Pension adjustments unavoidable
Demographic change in Germany is presenting the pay-as-you-go pension system with considerable financing problems owing to lower birth rates and increasing life expectancy. Reforms in the past few years have aimed to ensure the financial sustainability of the pension insurance scheme by scaling back annual pension adjustments, raising the contribution rate and lifting the statutory retirement age from 65 to 67. The Bundesbank also believes it would make sense to again raise the retirement age for the period after 2030. "Longer working lives should not be taboo, but instead considered as a key factor," the authors write in the latest Monthly Report.
Under these measures, the contribution rate should not rise above 22 % before 2030 and the pension level - that is, an annual average standard pension in relation to annual average earnings, less social security contributions and before tax in each case - should not fall below 43 %.
In addition, a government-subsidised private pension scheme - called the Riester pension plan - was introduced. Its objective was to create a voluntary retirement saving option to compensate for the declining pension level provided under the statutory pension insurance scheme with a privately funded pension. All of these measures are based on Federal Government calculations extending to 2030.
Longer-term projections called for
To date, official projections do not extend beyond 2030. After that date, however, the statutory pension insurance scheme will come under even greater pressure than before on account of demographic change, as noted in the Monthly Report. This is not solely the result of increasing life expectancy: the retirement of the last baby-boom generation until roughly the mid-2030s, which will significantly reduce the ratio of wage and salary earners to pensioners, also plays a role.
"The official projections, which extend no further than the year 2030, should not hide the fact that adjustments to the pension insurance scheme are inevitable if its sustainability is to be assured going forward." Drawing up longer-term figures could highlight the need for adjustments and show ways in which that need can be addressed. What is more, that can reduce the uncertainty that insured persons might have about their financial security in old age. This is a topic that would benefit from the Federal Government shedding more light on future developments.
Longer working life a key factor
Essentially, there are three variables that can be used to stabilise the pension insurance scheme: a higher contribution rate, a higher retirement age and a lower pension level. The Bundesbank's economists note that sharply increasing the burden of contributions can drag on economic activity. Projections based on legislation as it currently stands show the contribution rate rising to around 24 % by the year 2060 from its current level of 18.7 %. Compounding that, demographic developments also look set to push up the burden of contributions elsewhere - the health insurance scheme, the long-term care insurance scheme and in the budgets of central, state and local government, to name but three.

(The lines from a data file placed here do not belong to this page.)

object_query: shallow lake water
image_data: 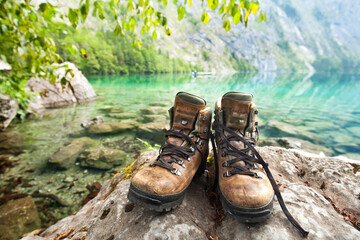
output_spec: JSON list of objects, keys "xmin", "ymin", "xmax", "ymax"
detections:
[{"xmin": 1, "ymin": 71, "xmax": 360, "ymax": 227}]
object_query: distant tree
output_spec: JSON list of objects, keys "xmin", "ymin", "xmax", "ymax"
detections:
[{"xmin": 0, "ymin": 0, "xmax": 266, "ymax": 113}]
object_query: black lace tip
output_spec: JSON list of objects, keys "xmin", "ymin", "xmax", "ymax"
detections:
[{"xmin": 299, "ymin": 228, "xmax": 309, "ymax": 238}]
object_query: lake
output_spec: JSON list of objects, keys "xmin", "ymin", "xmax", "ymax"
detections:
[{"xmin": 1, "ymin": 72, "xmax": 360, "ymax": 226}]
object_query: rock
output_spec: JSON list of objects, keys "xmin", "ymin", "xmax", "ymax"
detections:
[
  {"xmin": 0, "ymin": 93, "xmax": 18, "ymax": 129},
  {"xmin": 79, "ymin": 147, "xmax": 127, "ymax": 170},
  {"xmin": 259, "ymin": 137, "xmax": 334, "ymax": 156},
  {"xmin": 0, "ymin": 129, "xmax": 24, "ymax": 150},
  {"xmin": 81, "ymin": 116, "xmax": 104, "ymax": 128},
  {"xmin": 149, "ymin": 101, "xmax": 171, "ymax": 107},
  {"xmin": 68, "ymin": 129, "xmax": 86, "ymax": 138},
  {"xmin": 106, "ymin": 113, "xmax": 138, "ymax": 119},
  {"xmin": 49, "ymin": 137, "xmax": 95, "ymax": 169},
  {"xmin": 63, "ymin": 176, "xmax": 74, "ymax": 183},
  {"xmin": 0, "ymin": 196, "xmax": 41, "ymax": 240},
  {"xmin": 27, "ymin": 62, "xmax": 97, "ymax": 109},
  {"xmin": 87, "ymin": 121, "xmax": 139, "ymax": 135},
  {"xmin": 141, "ymin": 114, "xmax": 167, "ymax": 123},
  {"xmin": 140, "ymin": 106, "xmax": 167, "ymax": 115},
  {"xmin": 99, "ymin": 106, "xmax": 124, "ymax": 114},
  {"xmin": 137, "ymin": 122, "xmax": 169, "ymax": 143},
  {"xmin": 21, "ymin": 148, "xmax": 360, "ymax": 240}
]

One of the main factors in the demographics-driven need for adjustment is rising life expectancy. While insured persons who retired in 1960 at the age of 65 had a remaining average life expectancy of 13.5 years, this figure had already climbed to an average of 19 years for men and women in 2011. "The relative pension-drawing period - that is, the ratio of pension-drawing periods to contribution periods - rose strongly during this period from 30 % to 42 %." This ratio would keep climbing due to the rising life expectancy. The increase in the retirement age to the age of 67 will stabilise this ratio at a high level by the year 2030. Lifting the retirement age further to 69 for new retirees up to and including 2060 could stabilise the relative pension-drawing period and brake the decline in the pension level provided under the statutory pension insurance scheme.
Commenting on the pension level, the Bundesbank writes that the Federal Government's official figures understate developments in that they do not allow for the increase in the retirement age from 65 to 67 - and thus for the longer working life. This, the Bank writes, holds true for both the statutory pension insurance scheme and the total pension level (that is, including private retirement provisions).